En fait, comme les banquiers centraux du monde entier semblent quelque peu désemparés et même incapables de faire face à une inflation obstinément faible et à la lenteur de la détente monétaire, ce n'est probablement pas un hasard si les deux plus importantes banques centrales du monde - la Réserve fédérale et la BCE - se voient confier des avocats formés davantage dans le domaine de la politique que dans le monde monétaire.
Les investisseurs présument, compte tenu de ses antécédents en tant que directrice générale du Fonds monétaire international, que Mme Lagarde mènera une politique largement dovish, faisant tout ce qu'elle peut pour relancer l'économie peu reluisante de l'Europe.
Rapport du FMI
Si quelqu'un avait des doutes à ce sujet, le rapport annuel du FMI sur la zone euro, publié par une étrange coïncidence jeudi également, a approuvé sans réserve les plans de relance de la BCE compte tenu des risques posés par le Brexit, l'Italie et les tensions commerciales.
La zone euro est confrontée à "une période prolongée de croissance et d'inflation anémiques", selon le rapport du FMI, ce qui rend "essentielle" que la banque centrale reste accommodante et renforce même les mesures de relance.

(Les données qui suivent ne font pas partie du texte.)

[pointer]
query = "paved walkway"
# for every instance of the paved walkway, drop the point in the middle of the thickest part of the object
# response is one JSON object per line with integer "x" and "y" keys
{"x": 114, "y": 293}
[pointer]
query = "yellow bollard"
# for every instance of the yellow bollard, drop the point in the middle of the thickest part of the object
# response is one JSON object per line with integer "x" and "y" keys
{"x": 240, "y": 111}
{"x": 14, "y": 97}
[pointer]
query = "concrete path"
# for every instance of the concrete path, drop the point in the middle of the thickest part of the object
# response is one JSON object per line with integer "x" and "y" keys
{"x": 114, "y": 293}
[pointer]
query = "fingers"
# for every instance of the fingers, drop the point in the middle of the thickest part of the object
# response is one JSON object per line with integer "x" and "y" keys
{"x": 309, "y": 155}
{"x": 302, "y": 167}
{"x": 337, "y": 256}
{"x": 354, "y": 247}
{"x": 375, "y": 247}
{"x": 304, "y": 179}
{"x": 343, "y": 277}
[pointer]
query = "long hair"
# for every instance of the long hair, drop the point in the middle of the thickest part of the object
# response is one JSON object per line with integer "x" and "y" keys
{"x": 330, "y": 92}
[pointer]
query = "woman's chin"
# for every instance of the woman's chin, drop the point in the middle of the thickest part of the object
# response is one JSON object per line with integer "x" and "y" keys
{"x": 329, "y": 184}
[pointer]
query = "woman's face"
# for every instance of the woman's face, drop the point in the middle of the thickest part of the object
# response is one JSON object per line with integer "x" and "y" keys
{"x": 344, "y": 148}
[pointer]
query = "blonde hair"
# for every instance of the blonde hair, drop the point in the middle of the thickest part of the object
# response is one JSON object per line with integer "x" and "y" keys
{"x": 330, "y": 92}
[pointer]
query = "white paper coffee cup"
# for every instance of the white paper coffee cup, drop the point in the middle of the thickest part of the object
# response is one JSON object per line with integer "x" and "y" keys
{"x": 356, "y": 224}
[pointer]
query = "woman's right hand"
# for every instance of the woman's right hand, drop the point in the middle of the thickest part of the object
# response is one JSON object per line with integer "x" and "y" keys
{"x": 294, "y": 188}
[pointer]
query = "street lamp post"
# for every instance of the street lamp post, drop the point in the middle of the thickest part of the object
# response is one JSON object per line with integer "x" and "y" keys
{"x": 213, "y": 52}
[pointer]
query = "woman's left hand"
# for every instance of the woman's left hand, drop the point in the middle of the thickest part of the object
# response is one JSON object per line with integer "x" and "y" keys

L'une des principales préoccupations du FMI était la prévision selon laquelle l'inflation resterait loin de l'objectif de 2 % fixé par la BCE jusqu'en 2022, et ne devrait être que de 1,3 % cette année.
Transition en douceur
Draghi dirigera la banque centrale dans la direction qu'il veut jusqu'à la dernière minute. Les participants au marché parient massivement que la BCE réduira son taux de dépôt, déjà à un niveau négatif de 0,4 %, lors de la réunion du 25 juillet ou à la mi-septembre, avant que Lagarde n'entre en piste.
Néanmoins, et étant donné la position dovish de Lagarde, la transition devrait être transparente. En tout état de cause, Draghi s'est engagé à retarder les hausses de taux d'intérêt et est susceptible de mettre la BCE sur une trajectoire accommodante de baisse des taux.
Pas de place pour les Hawks
Il n'y avait pas de place dans ce scénario pour Jens Weidmann de la Bundesbank, un faucon qui était publiquement en désaccord avec la politique d'argent facile de Draghi. Quelles que soient les manœuvres dans les coulisses - les rumeurs en sont pleines - il est peu probable que Weidmann ait jamais eu une chance réelle d'obtenir le poste de patron de la BCE.
L'un des aspects négligés de la succession de la BCE est la manière dont la banque centrale de la zone euro, modelée sur la Bundesbank et à l'origine dédiée à ses principes, échappe aux Allemands, même si la politique monétaire s'écarte de plus en plus de la stricte ligne allemande.
Prestige International
Les dirigeants de l'UE ont opté pour le prestige international plutôt que pour un bilan en matière de politique monétaire en choisissant le successeur de Draghi. Alors que le rôle des banquiers centraux devient de plus en plus politique, l'ancien ministre français des Finances semblait sans doute séduisant.
Et, bien sûr, le président français Emmanuel Macron ne pouvait pas laisser passer une nouvelle série de changements de direction sans qu'un ressortissant français n'accède à l'un des postes les plus importants de l'UE. Après tout, près de huit ans se sont écoulés depuis que Jean-Claude Trichet a quitté ses fonctions de président de la BCE.